API Comparison
| OPML | OpenMedia | Widgets | |
|---|---|---|---|
| Technology | XML over HTTP/HTTPS | SOAP Web Services | HTML/Javascript |
| Local browse | yes | yes | no |
| Genre browse | yes | yes | single genre only |
| Location browse | yes | yes | single location only |
| Geo-location browse | yes | no | no |
| Search | yes | yes | no |
| Search within stations, shows | yes | yes | no |
| Search by call sign, frequency, city | yes | no | no |
| Preset management | yes | retrieve only | no |
| Station schedule | yes | yes | no |
| Recommendations | yes | no | no |
| Recent topics | yes | yes | no |
| Authentication | yes | yes | no |
How do I decide?
If you’re hosting a web site or blog and need to quickly integrate content such as a local dial or set of stations, widgets are the way to go.
For applications and devices, you’ll choose one of the APIs. Among the considerations:
- Many development languages have advanced code-generation capabilities for web services – you simply reference a WSDL endpoint and your library generates the appropriate stubs. If you are working in such an environment, OpenMedia may be significantly faster to bootstrap.
- OpenMedia offers a richer metadata model, which can be useful if you are creating a detailed content display.

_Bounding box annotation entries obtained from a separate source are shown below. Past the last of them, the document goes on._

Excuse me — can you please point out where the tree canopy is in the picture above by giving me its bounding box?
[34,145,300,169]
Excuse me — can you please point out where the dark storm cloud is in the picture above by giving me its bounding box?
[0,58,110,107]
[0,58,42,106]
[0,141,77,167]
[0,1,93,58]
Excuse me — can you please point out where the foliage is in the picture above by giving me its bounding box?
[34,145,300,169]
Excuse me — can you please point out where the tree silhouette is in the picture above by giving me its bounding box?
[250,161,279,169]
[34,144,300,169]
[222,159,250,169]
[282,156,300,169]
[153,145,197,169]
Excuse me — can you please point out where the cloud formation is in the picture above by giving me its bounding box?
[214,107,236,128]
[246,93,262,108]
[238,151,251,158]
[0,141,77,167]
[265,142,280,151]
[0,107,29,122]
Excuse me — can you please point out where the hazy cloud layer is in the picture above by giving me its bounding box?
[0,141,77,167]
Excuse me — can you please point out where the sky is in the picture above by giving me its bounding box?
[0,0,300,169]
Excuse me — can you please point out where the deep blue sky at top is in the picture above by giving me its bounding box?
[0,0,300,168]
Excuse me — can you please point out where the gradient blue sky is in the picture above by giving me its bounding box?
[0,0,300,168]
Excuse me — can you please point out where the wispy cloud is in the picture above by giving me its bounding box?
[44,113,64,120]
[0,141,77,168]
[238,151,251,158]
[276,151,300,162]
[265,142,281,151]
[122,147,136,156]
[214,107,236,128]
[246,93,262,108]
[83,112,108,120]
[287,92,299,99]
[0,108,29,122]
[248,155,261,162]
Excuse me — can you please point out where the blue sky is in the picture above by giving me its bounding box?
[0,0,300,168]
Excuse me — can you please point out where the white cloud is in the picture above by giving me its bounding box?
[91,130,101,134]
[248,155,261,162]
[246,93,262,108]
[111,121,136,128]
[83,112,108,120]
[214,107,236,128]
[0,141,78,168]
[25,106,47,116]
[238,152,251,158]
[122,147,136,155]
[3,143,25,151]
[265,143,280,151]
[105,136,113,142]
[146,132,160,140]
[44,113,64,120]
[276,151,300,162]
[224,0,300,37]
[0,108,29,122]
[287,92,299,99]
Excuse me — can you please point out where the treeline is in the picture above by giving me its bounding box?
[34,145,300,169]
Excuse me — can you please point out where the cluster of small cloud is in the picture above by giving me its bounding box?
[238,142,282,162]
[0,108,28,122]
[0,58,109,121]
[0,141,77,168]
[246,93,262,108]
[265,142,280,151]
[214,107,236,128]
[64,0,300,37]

- Only OPML offers rich preset management functionality.
- OPML’s “single entity” orientation (the outline element) and recursive link format make for a very simple parse/display cycle.
- Both API formats are used by other media services, but OPML is perhaps a little more prevalent.
Bottom line, if you’re primarily interested in a “browse and tune” interface, OPML is the best choice. If you need richer metadata or prefer working with SOAP, use OpenMedia.